Electric Power ›› 2022, Vol. 55 ›› Issue (8): 2-13.DOI: 10.11930/j.issn.1004-9649.202111037

• Key Technologies for New Energy Grid-Connected Consumption Under the Dual Carbon Goal • Previous Articles     Next Articles

Annual Planning Study of Integrated Energy System Considering Seasonal Hydrogen Storage and Futures Carbon Trading

SUN Ziru1, AI Qian1, JULAITI Abuliz2, HE Feng2, YUAN Shaowei2   

  1. 1. Department of Electrical Engineering, Shanghai Jiao Tong University, Shanghai 200240, China;
    2. Urumqi Power Supply Company, State Grid Xinjiang Electric Power Co., Ltd., Urumqi 830000, China
  • Received:2021-11-08 Revised:2022-04-20 Online:2022-08-28 Published:2022-08-18
  • Supported by:
    This work is supported by Science and Technology Project of SGCC (Modeling and Application Research on Renewable Energy Consumption in the Delivery Grid Considering Multi-Energy Combination, No.1400-202136216A-0-0-00)

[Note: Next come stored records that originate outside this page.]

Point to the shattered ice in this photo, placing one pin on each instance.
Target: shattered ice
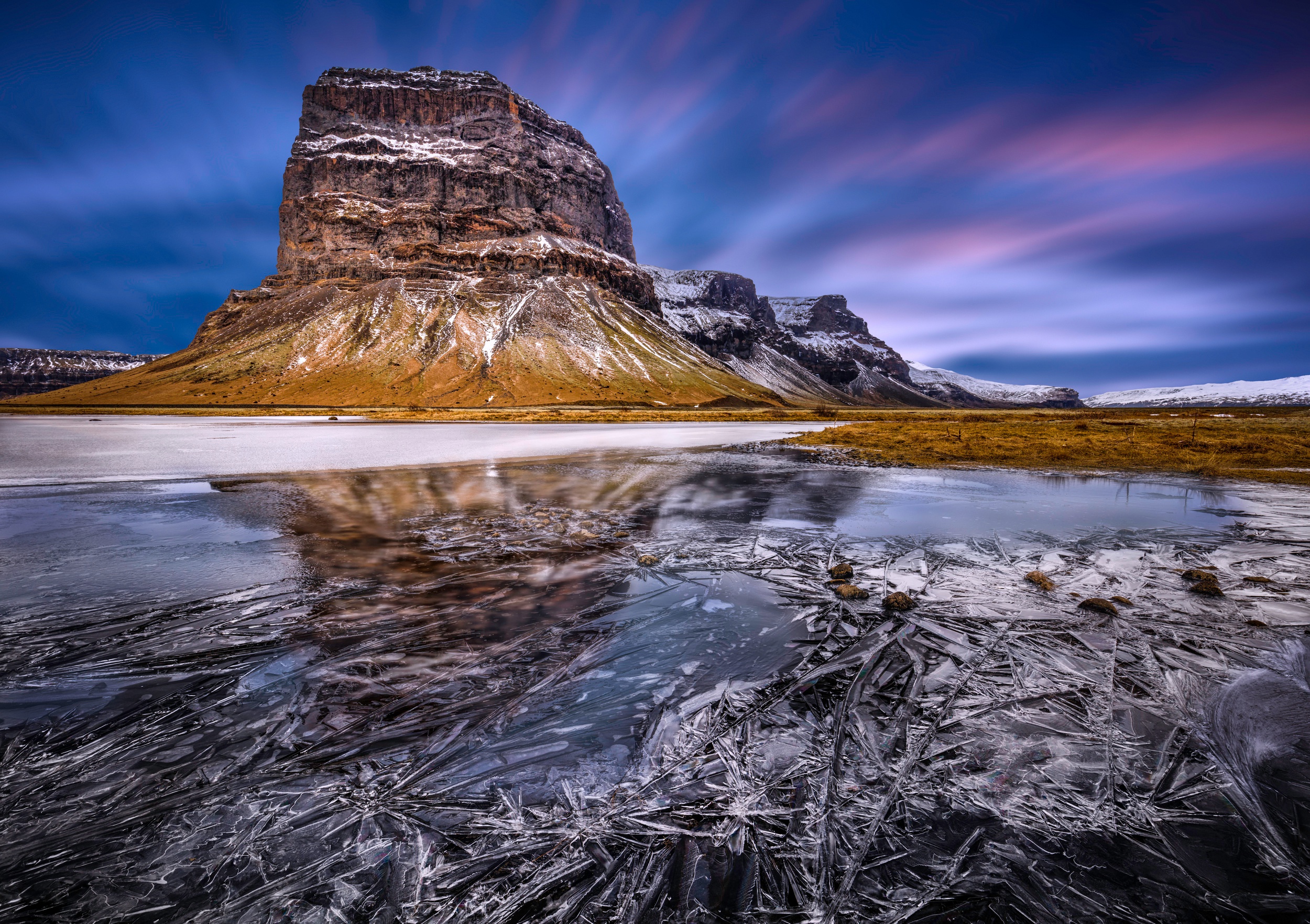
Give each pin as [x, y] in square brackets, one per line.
[452, 694]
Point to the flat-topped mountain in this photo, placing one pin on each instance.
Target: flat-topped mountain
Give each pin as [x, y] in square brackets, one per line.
[443, 243]
[396, 166]
[446, 243]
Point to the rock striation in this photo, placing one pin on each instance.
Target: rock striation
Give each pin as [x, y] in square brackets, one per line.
[1293, 392]
[814, 350]
[963, 390]
[399, 164]
[443, 243]
[28, 372]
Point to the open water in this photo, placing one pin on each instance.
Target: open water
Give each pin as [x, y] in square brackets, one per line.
[452, 694]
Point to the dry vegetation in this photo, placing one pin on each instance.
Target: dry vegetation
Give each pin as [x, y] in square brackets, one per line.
[547, 415]
[1266, 444]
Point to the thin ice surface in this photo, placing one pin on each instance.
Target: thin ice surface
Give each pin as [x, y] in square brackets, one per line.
[460, 699]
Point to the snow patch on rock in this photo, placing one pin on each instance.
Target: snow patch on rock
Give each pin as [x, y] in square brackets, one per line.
[1293, 390]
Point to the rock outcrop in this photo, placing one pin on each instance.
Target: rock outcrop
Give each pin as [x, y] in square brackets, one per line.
[1293, 392]
[29, 372]
[416, 160]
[816, 351]
[811, 351]
[963, 390]
[443, 243]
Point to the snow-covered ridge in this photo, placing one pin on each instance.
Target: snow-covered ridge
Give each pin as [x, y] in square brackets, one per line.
[793, 311]
[24, 372]
[1295, 390]
[418, 78]
[931, 380]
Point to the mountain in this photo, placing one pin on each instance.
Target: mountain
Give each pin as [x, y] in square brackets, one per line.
[446, 243]
[28, 372]
[809, 350]
[1295, 390]
[815, 351]
[442, 243]
[963, 390]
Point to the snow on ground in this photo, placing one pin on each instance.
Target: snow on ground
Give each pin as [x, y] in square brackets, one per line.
[1295, 390]
[66, 449]
[1017, 394]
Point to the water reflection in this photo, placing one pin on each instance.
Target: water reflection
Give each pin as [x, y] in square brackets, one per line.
[452, 694]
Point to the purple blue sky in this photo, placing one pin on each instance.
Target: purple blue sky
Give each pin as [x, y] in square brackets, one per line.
[1091, 194]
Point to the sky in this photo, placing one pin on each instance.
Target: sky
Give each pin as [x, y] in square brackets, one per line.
[1099, 195]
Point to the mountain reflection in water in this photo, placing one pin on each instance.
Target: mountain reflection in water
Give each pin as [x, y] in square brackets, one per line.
[451, 694]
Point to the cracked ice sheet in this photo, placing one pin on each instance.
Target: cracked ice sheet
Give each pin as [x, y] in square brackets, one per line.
[452, 695]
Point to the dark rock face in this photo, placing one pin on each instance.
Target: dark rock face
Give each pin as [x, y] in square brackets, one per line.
[391, 163]
[29, 372]
[824, 337]
[444, 244]
[807, 350]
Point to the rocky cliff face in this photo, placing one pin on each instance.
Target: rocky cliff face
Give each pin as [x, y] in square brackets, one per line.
[811, 351]
[963, 390]
[396, 166]
[443, 243]
[29, 372]
[814, 350]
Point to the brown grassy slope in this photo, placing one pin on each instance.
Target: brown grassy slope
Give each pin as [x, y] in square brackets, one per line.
[527, 415]
[463, 340]
[1254, 443]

Abstract: As the result of the ever-increasing penetration of new energy sources, particularly in order to facilitate the achievement of the dual carbon goals, it is of great importance to address the issue of seasonal fluctuations in the medium and long-term planning of new integrated energy systems. Firstly, this paper proposes a framework of multi-energy coupled integrated energy system considering both carbon flow and hydrogen energy. Choosing hydrogen-burning turbines instead of fuel cells as the hydrogen-electric coupling method, this paper investigates the process of hydrogen production-storage-use as seasonal energy storage. Secondly, in order to control the annual carbon emissions of the system, a futures-based carbon trading mechanism adapted to the annual planning of the system is proposed. This paper establishes an annual planning model for integrated energy systems in which the system modification cost, operation cost, carbon cost and penalty cost are set as the objective functions. The model is then solved using an improved differential evolutionary algorithm. Finally, the specific case study demonstrates that seasonal hydrogen storage can effectively smooth out the seasonal peak-to-valley difference of the net load curve. By virtue of the futures carbon trading mechanism, the system carbon trading cost can be reduced without exceeding the limit of the annual carbon emission of the system. The results of the algorithm can provide valuable reference for the annual planning of the new integrated energy system in the future.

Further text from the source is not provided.